Mülleder, M., Campbell, Okay., Matsarskaia, O., Eckerstorfer, F. & Ralser, M. Saccharomyces cerevisiae, single copy plasmids for auxotrophy compensation, multi-marker choice and neighborhood design cooperating metabolically. F1000 Res. 5, 2351 (2016).


Ralser, M. et al. A catabolic block doesn’t clarify sufficient how 2-deoxy-d-glucose inhibits cell development. Proc. Natl Acad. Sci. USA 105, 17807-17811 (2008).


Campbell, Okay. et al. Communities that set up themselves permit the cooperative change of metabolites in a eukaryote. eLife four, e09943 (2015).


Kahm, M. et al. benefit: adjustment of organic development curves with R. J. Stat. Softw. 33, 1-21 (2010).

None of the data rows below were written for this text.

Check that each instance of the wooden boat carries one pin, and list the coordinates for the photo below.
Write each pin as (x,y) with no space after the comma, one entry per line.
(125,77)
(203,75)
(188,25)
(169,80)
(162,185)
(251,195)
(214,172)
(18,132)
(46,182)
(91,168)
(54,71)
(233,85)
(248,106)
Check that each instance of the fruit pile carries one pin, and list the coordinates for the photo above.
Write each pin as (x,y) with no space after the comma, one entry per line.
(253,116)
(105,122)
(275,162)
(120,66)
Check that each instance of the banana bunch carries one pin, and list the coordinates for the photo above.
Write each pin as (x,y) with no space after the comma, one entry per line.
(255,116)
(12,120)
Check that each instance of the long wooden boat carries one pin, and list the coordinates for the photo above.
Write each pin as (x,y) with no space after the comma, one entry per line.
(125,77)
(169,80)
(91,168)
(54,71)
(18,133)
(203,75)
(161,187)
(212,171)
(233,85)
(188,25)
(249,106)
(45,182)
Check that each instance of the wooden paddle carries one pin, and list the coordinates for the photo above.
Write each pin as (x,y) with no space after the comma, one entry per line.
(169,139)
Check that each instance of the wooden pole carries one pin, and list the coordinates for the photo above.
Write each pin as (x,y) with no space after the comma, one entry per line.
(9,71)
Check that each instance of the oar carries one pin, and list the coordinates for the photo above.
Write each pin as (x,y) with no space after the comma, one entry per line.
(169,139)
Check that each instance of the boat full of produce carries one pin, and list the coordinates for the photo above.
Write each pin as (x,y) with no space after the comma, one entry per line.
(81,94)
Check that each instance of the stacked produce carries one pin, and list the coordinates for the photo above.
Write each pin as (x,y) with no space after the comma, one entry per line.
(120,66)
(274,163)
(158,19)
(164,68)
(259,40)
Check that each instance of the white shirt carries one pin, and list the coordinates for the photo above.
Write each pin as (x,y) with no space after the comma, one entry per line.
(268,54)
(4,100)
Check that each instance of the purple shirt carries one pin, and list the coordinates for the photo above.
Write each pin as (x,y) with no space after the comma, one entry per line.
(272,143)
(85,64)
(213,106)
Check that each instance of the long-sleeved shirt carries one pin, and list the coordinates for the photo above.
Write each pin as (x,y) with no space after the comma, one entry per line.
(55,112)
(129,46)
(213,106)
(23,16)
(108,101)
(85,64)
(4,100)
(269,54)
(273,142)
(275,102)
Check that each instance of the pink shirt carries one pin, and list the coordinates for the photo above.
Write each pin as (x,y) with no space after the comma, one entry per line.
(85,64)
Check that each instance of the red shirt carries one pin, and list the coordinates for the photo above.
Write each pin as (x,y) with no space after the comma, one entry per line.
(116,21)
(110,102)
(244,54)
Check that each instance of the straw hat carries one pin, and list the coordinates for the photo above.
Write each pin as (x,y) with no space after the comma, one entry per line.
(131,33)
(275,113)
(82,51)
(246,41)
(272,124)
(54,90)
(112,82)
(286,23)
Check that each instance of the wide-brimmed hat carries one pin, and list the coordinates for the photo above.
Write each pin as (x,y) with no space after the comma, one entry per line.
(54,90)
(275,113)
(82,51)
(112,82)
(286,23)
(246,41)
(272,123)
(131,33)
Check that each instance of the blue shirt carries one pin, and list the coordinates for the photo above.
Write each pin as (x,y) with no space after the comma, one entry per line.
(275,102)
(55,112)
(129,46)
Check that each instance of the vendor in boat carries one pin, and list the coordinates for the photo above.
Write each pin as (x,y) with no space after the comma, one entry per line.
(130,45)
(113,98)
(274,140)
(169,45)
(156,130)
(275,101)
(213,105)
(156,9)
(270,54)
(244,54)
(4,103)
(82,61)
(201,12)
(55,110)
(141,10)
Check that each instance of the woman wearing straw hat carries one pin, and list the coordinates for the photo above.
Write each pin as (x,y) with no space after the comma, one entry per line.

Reyes-Becerril, M., Esteban, M.A., Tovar-Ramírez, D. and Ascencio-Valle, F. Dedication of polyamine in numerous yeast strains Debaryomyces hansenii by excessive stress liquid chromatography. Meals Chem. 127, 1862-1865 (2011).


Sasidharan, Okay., T. Soga, M. Tomita and M. D. B. An extraction protocol of yeast metabolites optimized for time collection analyzes. PLoS ONE 7, e44283 (2012).


Mo, M.L., Palsson, B.O. and Herrgård, M. J. Relating extracellular metabolomic measurements to intracellular stream states in yeast. BMC Syst. Biol. Three, 37 (2009).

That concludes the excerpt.